In tweets posted later on Sunday, SOS Humanity said it would launch legal action against the Italian government on Monday, claiming Italy’s actions violate European law and the Geneva Refugee Convention.
It added it was unlawful to not let all the migrants disembark and it would also launch legal proceedings in Catania, to allow those who remained on board the vessel to disembark and begin asylum applications.
MSF, which runs the Geo Barents, also hit out at the Italian government’s decision, saying it “is not considered legal under maritime law conventions”.
The charity, known in English as Doctors Without Borders, added that “a rescue operation is considered complete only when all of the survivors have been disembarked in a safe place”.
Both charities said everyone on board their ships was vulnerable as they had been rescued from the sea.
Two other boats run by non-governmental organisations remain at sea with no ports willing to accept them.
There are 93 people on the German-run Rise Above and 234 on the Ocean Viking, operated by the European charity SOS Mediterranee.
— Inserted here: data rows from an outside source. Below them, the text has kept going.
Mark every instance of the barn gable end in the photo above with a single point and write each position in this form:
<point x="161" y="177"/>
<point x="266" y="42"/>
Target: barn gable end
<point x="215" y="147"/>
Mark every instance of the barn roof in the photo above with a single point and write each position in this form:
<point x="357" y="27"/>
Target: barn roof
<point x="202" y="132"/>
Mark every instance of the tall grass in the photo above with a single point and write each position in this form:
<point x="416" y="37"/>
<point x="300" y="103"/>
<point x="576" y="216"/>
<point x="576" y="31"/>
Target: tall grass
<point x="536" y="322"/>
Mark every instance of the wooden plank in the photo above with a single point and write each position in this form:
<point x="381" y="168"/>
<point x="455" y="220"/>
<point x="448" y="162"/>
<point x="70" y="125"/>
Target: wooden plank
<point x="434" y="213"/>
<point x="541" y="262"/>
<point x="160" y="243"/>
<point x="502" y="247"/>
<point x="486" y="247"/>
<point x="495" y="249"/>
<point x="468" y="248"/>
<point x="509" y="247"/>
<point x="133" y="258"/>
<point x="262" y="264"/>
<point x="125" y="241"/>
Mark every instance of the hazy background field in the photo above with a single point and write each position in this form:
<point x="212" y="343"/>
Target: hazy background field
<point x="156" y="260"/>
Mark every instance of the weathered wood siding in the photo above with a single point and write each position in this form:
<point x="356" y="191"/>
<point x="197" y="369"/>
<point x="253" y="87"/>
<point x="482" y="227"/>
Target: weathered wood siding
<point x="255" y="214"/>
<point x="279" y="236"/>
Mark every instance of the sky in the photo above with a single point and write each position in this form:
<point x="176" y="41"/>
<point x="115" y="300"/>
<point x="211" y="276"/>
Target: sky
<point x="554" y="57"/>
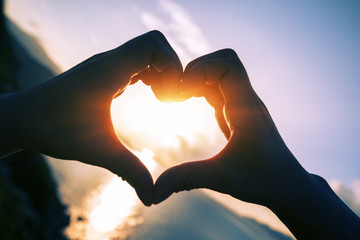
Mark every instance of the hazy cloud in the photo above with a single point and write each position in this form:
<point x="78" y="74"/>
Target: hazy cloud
<point x="179" y="28"/>
<point x="350" y="194"/>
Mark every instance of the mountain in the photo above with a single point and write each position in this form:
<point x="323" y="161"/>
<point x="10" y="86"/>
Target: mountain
<point x="30" y="207"/>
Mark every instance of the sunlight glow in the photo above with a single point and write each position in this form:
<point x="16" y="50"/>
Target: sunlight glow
<point x="144" y="122"/>
<point x="116" y="201"/>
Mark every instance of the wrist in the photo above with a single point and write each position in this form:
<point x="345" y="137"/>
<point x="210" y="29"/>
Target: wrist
<point x="10" y="109"/>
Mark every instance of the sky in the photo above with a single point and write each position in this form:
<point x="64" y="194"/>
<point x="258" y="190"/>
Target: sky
<point x="302" y="58"/>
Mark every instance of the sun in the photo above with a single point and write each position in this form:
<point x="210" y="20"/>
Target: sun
<point x="141" y="121"/>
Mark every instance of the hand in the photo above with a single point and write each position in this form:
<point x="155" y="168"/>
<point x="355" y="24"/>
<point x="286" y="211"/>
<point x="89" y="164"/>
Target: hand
<point x="68" y="117"/>
<point x="255" y="166"/>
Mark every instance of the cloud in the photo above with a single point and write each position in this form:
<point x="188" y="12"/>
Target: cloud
<point x="349" y="194"/>
<point x="179" y="28"/>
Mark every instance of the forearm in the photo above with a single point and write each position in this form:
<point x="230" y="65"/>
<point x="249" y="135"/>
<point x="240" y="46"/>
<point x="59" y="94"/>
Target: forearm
<point x="320" y="214"/>
<point x="9" y="109"/>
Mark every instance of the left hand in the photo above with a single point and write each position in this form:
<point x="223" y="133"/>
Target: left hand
<point x="68" y="117"/>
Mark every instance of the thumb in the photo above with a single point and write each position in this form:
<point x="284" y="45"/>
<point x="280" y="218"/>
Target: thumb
<point x="127" y="166"/>
<point x="186" y="176"/>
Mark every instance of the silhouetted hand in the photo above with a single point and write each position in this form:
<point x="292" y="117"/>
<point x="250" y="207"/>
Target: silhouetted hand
<point x="255" y="165"/>
<point x="255" y="162"/>
<point x="68" y="117"/>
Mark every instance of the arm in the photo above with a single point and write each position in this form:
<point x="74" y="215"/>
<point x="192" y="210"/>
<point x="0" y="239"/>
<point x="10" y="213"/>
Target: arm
<point x="255" y="166"/>
<point x="68" y="117"/>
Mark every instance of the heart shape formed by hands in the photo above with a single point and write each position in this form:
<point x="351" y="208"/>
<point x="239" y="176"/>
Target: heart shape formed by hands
<point x="69" y="117"/>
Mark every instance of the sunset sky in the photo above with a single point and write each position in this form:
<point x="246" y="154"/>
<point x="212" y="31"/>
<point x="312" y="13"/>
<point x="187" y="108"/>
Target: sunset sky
<point x="302" y="57"/>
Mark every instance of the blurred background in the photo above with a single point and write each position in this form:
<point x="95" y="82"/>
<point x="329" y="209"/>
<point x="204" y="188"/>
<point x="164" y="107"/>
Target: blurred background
<point x="302" y="58"/>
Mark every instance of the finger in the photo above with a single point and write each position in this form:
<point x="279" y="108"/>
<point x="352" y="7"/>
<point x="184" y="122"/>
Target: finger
<point x="123" y="163"/>
<point x="152" y="49"/>
<point x="187" y="176"/>
<point x="215" y="98"/>
<point x="130" y="59"/>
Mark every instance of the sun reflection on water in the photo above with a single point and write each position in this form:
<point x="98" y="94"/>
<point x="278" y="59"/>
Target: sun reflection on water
<point x="111" y="210"/>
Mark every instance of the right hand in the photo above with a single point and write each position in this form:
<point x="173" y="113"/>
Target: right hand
<point x="255" y="166"/>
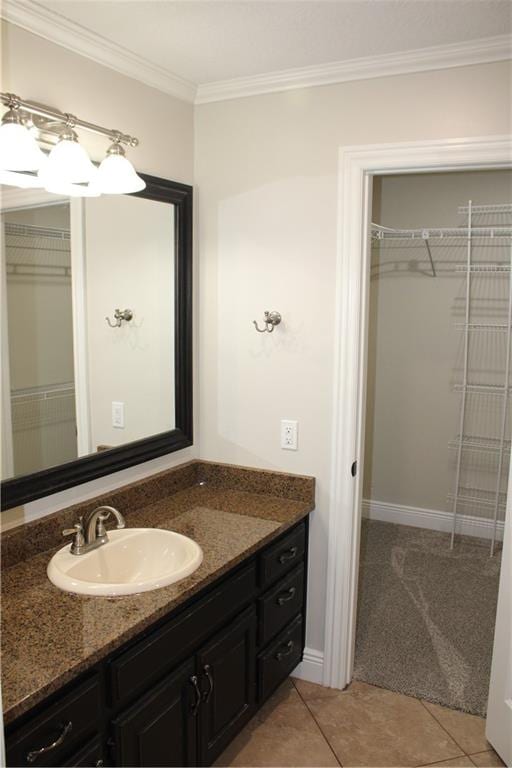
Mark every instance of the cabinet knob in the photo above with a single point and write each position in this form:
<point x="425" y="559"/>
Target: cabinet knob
<point x="208" y="693"/>
<point x="288" y="555"/>
<point x="35" y="753"/>
<point x="288" y="648"/>
<point x="284" y="597"/>
<point x="195" y="706"/>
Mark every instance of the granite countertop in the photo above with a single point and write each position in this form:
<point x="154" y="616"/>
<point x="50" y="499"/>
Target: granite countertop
<point x="50" y="636"/>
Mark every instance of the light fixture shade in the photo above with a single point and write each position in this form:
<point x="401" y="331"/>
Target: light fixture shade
<point x="117" y="176"/>
<point x="19" y="150"/>
<point x="23" y="180"/>
<point x="69" y="163"/>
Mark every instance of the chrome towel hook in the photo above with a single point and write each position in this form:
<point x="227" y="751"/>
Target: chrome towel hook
<point x="271" y="319"/>
<point x="119" y="316"/>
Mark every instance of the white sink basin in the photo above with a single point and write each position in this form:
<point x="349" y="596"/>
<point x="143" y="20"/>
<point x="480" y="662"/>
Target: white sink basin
<point x="133" y="560"/>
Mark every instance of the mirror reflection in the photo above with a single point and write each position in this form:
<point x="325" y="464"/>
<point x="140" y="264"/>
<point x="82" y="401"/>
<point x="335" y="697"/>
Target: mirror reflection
<point x="87" y="326"/>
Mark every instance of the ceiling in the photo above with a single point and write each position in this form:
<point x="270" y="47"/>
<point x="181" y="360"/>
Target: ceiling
<point x="205" y="42"/>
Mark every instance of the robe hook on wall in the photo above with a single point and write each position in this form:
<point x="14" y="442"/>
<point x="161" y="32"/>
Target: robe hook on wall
<point x="119" y="316"/>
<point x="271" y="319"/>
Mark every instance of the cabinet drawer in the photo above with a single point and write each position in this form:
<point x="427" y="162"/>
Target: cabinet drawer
<point x="46" y="738"/>
<point x="276" y="663"/>
<point x="90" y="756"/>
<point x="280" y="604"/>
<point x="145" y="662"/>
<point x="279" y="558"/>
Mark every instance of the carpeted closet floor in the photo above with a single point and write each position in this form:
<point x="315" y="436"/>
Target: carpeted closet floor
<point x="426" y="614"/>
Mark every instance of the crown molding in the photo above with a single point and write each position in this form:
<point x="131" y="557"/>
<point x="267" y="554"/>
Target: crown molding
<point x="54" y="27"/>
<point x="57" y="29"/>
<point x="481" y="51"/>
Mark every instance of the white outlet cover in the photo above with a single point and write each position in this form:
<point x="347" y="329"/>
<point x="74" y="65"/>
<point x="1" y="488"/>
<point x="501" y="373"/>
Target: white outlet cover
<point x="289" y="434"/>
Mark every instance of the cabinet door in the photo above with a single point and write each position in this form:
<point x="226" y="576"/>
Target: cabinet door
<point x="226" y="666"/>
<point x="160" y="729"/>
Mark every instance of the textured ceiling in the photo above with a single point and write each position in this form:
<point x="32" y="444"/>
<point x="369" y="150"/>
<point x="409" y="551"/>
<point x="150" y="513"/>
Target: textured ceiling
<point x="216" y="40"/>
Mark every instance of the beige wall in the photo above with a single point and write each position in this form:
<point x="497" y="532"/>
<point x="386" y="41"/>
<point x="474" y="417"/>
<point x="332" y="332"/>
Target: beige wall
<point x="129" y="261"/>
<point x="266" y="169"/>
<point x="39" y="70"/>
<point x="415" y="349"/>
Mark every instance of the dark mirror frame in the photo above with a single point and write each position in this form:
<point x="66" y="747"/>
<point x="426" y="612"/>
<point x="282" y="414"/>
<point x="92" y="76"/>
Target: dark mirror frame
<point x="20" y="490"/>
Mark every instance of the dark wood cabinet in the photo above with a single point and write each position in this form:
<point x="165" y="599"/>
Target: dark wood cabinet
<point x="228" y="674"/>
<point x="161" y="728"/>
<point x="178" y="694"/>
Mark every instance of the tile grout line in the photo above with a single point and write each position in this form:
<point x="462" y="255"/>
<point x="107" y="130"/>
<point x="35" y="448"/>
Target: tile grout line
<point x="444" y="729"/>
<point x="440" y="762"/>
<point x="317" y="724"/>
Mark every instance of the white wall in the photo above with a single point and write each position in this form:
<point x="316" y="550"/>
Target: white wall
<point x="36" y="69"/>
<point x="266" y="169"/>
<point x="415" y="348"/>
<point x="129" y="260"/>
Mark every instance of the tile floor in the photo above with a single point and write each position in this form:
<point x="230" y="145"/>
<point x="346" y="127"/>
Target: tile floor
<point x="304" y="724"/>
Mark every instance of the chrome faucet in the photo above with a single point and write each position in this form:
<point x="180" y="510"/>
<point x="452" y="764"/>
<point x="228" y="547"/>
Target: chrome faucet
<point x="90" y="532"/>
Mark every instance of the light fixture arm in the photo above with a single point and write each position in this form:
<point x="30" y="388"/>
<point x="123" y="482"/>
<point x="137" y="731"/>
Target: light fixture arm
<point x="13" y="101"/>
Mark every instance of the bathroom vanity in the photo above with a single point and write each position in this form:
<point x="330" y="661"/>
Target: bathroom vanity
<point x="168" y="677"/>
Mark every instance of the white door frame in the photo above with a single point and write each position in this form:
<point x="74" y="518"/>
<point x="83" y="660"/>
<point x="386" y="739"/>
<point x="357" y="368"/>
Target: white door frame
<point x="357" y="166"/>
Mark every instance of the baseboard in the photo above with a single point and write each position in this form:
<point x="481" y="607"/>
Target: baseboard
<point x="435" y="519"/>
<point x="311" y="668"/>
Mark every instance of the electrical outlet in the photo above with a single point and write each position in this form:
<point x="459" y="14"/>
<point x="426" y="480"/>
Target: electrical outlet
<point x="118" y="415"/>
<point x="289" y="434"/>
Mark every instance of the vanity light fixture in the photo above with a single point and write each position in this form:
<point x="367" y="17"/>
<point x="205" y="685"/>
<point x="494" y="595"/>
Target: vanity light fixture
<point x="19" y="150"/>
<point x="116" y="174"/>
<point x="66" y="168"/>
<point x="68" y="162"/>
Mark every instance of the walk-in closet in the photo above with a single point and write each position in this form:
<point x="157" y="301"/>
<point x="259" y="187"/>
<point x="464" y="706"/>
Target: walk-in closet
<point x="438" y="430"/>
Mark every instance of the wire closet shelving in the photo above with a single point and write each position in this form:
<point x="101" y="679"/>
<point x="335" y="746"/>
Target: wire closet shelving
<point x="36" y="251"/>
<point x="495" y="233"/>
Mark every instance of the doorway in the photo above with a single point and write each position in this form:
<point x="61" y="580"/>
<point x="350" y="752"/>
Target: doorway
<point x="437" y="437"/>
<point x="357" y="167"/>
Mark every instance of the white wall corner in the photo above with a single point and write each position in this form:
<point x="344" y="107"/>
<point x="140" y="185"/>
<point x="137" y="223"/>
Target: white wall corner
<point x="311" y="668"/>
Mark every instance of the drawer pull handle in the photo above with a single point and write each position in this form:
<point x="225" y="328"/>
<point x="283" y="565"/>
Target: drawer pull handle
<point x="280" y="655"/>
<point x="286" y="596"/>
<point x="208" y="693"/>
<point x="35" y="753"/>
<point x="288" y="555"/>
<point x="195" y="706"/>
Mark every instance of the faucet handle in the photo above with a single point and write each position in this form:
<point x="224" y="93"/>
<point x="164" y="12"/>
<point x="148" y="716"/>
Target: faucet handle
<point x="77" y="531"/>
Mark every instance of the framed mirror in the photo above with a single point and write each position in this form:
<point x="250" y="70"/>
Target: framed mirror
<point x="96" y="334"/>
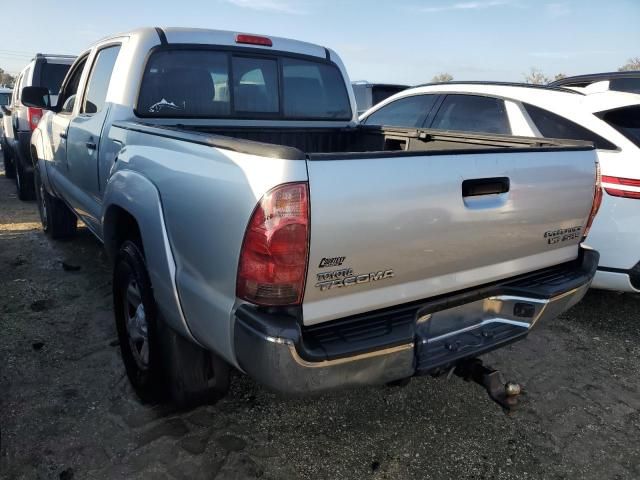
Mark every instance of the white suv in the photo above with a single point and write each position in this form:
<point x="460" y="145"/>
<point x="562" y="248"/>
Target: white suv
<point x="19" y="121"/>
<point x="609" y="119"/>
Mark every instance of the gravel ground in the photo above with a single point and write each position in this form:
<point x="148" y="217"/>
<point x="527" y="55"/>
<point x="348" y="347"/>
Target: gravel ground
<point x="67" y="411"/>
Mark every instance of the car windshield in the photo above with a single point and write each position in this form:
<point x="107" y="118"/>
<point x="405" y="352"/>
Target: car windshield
<point x="626" y="120"/>
<point x="52" y="75"/>
<point x="215" y="84"/>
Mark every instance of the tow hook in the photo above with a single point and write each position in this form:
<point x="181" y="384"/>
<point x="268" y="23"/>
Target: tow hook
<point x="505" y="394"/>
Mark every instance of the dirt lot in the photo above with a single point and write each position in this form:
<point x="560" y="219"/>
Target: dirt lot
<point x="67" y="410"/>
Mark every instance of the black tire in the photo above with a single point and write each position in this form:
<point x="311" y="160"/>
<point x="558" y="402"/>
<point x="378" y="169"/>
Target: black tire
<point x="57" y="219"/>
<point x="9" y="168"/>
<point x="197" y="376"/>
<point x="24" y="181"/>
<point x="144" y="367"/>
<point x="193" y="376"/>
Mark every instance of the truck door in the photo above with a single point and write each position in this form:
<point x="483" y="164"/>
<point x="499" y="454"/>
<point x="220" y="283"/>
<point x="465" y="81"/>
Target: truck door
<point x="83" y="137"/>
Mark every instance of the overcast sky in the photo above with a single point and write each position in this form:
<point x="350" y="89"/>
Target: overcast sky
<point x="404" y="41"/>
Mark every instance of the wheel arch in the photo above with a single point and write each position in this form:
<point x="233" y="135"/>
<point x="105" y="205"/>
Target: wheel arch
<point x="132" y="210"/>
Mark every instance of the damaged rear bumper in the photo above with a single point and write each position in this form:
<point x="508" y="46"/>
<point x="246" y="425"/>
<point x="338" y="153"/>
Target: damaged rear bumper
<point x="418" y="338"/>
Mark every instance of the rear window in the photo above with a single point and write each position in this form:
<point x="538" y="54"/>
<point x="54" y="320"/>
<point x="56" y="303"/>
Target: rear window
<point x="551" y="125"/>
<point x="626" y="120"/>
<point x="472" y="113"/>
<point x="407" y="112"/>
<point x="52" y="75"/>
<point x="214" y="84"/>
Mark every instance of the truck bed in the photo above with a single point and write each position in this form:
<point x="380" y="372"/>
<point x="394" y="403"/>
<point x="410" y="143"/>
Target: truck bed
<point x="441" y="211"/>
<point x="318" y="143"/>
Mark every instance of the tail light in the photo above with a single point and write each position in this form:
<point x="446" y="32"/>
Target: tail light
<point x="254" y="40"/>
<point x="33" y="116"/>
<point x="621" y="187"/>
<point x="597" y="201"/>
<point x="275" y="250"/>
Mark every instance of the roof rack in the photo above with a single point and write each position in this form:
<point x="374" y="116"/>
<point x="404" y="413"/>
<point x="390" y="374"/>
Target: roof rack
<point x="53" y="55"/>
<point x="583" y="80"/>
<point x="504" y="84"/>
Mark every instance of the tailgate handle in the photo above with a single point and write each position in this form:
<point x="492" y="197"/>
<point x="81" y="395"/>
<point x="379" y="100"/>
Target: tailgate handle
<point x="485" y="186"/>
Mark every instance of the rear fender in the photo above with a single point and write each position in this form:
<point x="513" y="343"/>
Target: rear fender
<point x="136" y="195"/>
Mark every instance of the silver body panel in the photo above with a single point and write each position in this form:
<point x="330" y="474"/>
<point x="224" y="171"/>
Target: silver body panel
<point x="409" y="215"/>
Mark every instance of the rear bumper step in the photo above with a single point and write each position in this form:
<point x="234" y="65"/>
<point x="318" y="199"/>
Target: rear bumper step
<point x="411" y="339"/>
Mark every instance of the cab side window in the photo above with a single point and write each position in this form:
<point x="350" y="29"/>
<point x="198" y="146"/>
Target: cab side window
<point x="70" y="88"/>
<point x="99" y="78"/>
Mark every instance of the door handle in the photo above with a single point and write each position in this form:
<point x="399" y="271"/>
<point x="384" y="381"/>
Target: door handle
<point x="485" y="186"/>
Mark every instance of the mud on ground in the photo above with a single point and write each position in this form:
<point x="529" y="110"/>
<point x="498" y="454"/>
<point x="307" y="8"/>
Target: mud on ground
<point x="67" y="411"/>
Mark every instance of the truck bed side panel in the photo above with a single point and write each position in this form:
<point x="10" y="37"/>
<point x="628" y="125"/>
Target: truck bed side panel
<point x="408" y="215"/>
All four boats have reported people sleeping on floors and decks, the spread of fever-inducing infections and scabies, and food and medical supplies running low. Some migrants have been on the ships for more than two weeks.
Humanitarian groups and two Italian politicians have travelled to Sicily to protest against the process.
“Free all the people, free them,″ Italian lawmaker Aboubakar Soumahoro said, calling the government’s new policy “inhuman”.
Italy’s new Prime Minister Giorgia Meloni put the issue of migration at the centre of her government in her maiden speech to MPs.
“We must stop illegal departures and human trafficking,” she said, but stressed that she does not intend “to question the right of asylum for those fleeing wars and persecutions”.
In a recent interview she also said responsibility for the migrants on board lies with the country where the ship is registered, otherwise it becomes a “pirate ship”.